Allen Frances (Nova York, 1942) dirigiu durante anos o Manual Diagnóstico e Estatístico (DSM), documento que define e descreve as diferentes doenças mentais. Esse manual, considerado a bíblia dos psiquiatras, é revisado periodicamente para ser adaptado aos avanços do conhecimento científico. Frances dirigiu a equipe que redigiu o DSM IV, ao qual se seguiu uma quinta revisão que ampliou enormemente o número de transtornos patológicos. Em seu livro Saving Normal (inédito no Brasil), ele faz uma autocrítica e questiona o fato de a principal referência acadêmica da psiquiatria contribuir para a crescente medicalização da vida.
Leia um fragmento da entrevista publicada no site PSIBR (http://psibr.com.br/) :
Pergunta. No livro, o senhor faz um mea culpa, mas é ainda mais duro com o trabalho de seus colegas do DSM V. Por quê?
Resposta. Fomos muito conservadores e só introduzimos [no DSM IV] dois dos 94 novos transtornos mentais sugeridos. Ao acabar, nos felicitamos, convencidos de que tínhamos feito um bom trabalho. Mas o DSM IV acabou sendo um dique frágil demais para frear o impulso agressivo e diabolicamente ardiloso das empresas farmacêuticas no sentido de introduzir novas entidades patológicas. Não soubemos nos antecipar ao poder dos laboratórios de fazer médicos, pais e pacientes acreditarem que o transtorno psiquiátrico é algo muito comum e de fácil solução. O resultado foi uma inflação diagnóstica que causa muito dano, especialmente na psiquiatria infantil. Agora, a ampliação de síndromes e patologias no DSM V vai transformar a atual inflação diagnóstica em hiperinflação.
P. Seremos todos considerados doentes mentais?
R. Algo assim.
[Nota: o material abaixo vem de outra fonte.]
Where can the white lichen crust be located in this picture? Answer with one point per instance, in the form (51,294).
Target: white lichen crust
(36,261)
Há seis anos, encontrei amigos e colegas que tinham participado da última revisão e os vi tão entusiasmados que não pude senão recorrer à ironia: vocês ampliaram tanto a lista de patologias, eu disse a eles, que eu mesmo me reconheço em muitos desses transtornos. Com frequência me esqueço das coisas, de modo que certamente tenho uma demência em estágio preliminar; de vez em quando como muito, então provavelmente tenho a síndrome do comedor compulsivo; e, como quando minha mulher morreu a tristeza durou mais de uma semana e ainda me dói, devo ter caído em uma depressão. É absurdo. Criamos um sistema de diagnóstico que transforma problemas cotidianos e normais da vida em transtornos mentais.